Two novels, a play and several short stories grew out of Robins's 1900 journey to the Alaska gold fields. She wrote the novels The Magnetic North and Come and Find Me after returning to England from Alaska. Her short stories with Alaskan themes include: "The Alaska Boundary," "The Caribou Stand," "Monica's Village," and Pleasure Mining." There is an Alaskan play, "The Bowarra," written with Florence Bell's assistance, and a collection of short stories, "The Go to Sleep Stories," using Alaskan characters.

Also reflected in Robins's writings is her interest in women's suffrage. There is the play Votes for Women! and the novel it became, The Convert. The articles "Christabel" and "Christabel Pankhurst and White Slavery" comment upon the well-known leader of the English suffrage movement.
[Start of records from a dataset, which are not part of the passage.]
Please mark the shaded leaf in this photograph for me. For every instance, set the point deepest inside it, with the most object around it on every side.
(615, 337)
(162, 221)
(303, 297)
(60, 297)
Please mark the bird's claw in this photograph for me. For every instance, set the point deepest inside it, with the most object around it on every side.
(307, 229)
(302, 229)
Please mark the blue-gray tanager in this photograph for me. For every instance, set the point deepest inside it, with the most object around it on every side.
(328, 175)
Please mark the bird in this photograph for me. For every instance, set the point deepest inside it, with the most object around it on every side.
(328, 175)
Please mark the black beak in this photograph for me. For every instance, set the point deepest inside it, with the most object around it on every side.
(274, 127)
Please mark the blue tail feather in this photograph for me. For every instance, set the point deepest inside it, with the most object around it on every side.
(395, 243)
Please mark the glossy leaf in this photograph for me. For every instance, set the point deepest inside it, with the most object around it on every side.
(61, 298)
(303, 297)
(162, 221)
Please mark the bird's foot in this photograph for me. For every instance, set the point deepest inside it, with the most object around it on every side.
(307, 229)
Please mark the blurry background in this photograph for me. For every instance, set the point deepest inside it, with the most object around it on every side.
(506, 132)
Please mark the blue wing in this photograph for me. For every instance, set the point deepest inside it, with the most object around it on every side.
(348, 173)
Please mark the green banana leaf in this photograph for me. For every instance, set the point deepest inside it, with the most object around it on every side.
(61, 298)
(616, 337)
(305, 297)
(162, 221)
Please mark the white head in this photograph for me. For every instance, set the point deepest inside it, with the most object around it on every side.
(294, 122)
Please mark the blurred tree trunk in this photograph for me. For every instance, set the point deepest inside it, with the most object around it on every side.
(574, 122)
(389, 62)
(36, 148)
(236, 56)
Way Stations, published in 1913, is a collection of articles and speeches Robins wrote in favor of women's suffrage.

Another collection of political writings, Ancilla's Share, (published in 1924) addresses questions of equality for women and blacks and issues relating to war and peace. "The Short Cut," never published, is an earlier work which covers some of the same themes.
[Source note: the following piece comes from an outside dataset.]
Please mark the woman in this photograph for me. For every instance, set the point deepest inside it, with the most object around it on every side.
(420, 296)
It is clear that Robins used family members as models for the characters in several of her writings. The Open Question, published in 1898, has characters resembling her father, Charles E. Robins, and her grandmother, Jane H. Robins. "Him and Her," a story about a man who faces his wife in divorce court after she has left him for another man, resembles the story of Charles E. Robins and his first wife, Sarah Sullivan. "Theodora, or The Pilgrimage," "The Pleiades," and "Rocky Mountain Journal," all contain characters based on family members (including Elizabeth Robins).

There are manuscripts and/or typescripts for most of Robins's published books, including Where are You Going To?, or My Little Sister, about the white slave traffic, and Below the Salt, a collection of short stories featuring servants for which Robins used letters from one of her housekeepers as a source. (See C. Kohler's letters in Series Two: General Correspondence. Robins referred to these letters as ''Vroni-isms" after the title character in one of the short stories. For a complete list of Robins's published books, see Appendix I.)
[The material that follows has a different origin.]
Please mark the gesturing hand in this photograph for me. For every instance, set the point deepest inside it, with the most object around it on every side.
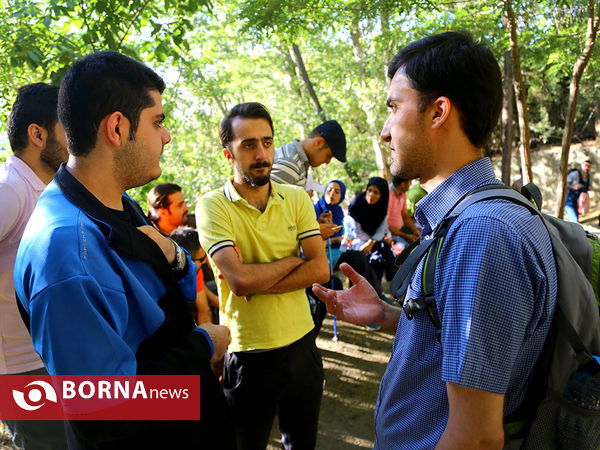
(221, 338)
(359, 305)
Noticeably missing from this series are the manuscripts and typescripts for Alan's Wife (1893), written in collaboration with Florence Bell; George Mandeville's Husband (1894); and The New Moon (1895). Also missing is Prudence and Peter (1928), a cookbook for children which Robins wrote with Octavia Wilberforce. Raymond and I, Robins's memoir of her relationship with her brother, is incomplete and there is no typescript.

The materials in Subseries C: Literary Sources are notes which Robins presumably used or intended to use for her writings. They are housed in folders corresponding to Robins's organization. Of special interest are the suffrage notes which include transcripts of open air suffrage meetings held in 1906.

Many of the manuscripts in this series are held together by small straight pins. Overlapping pieces of paper sometimes make it difficult to read all of Robins's passages. Researchers wishing to read words obstructed by pinned notes must contact the curator for assistance.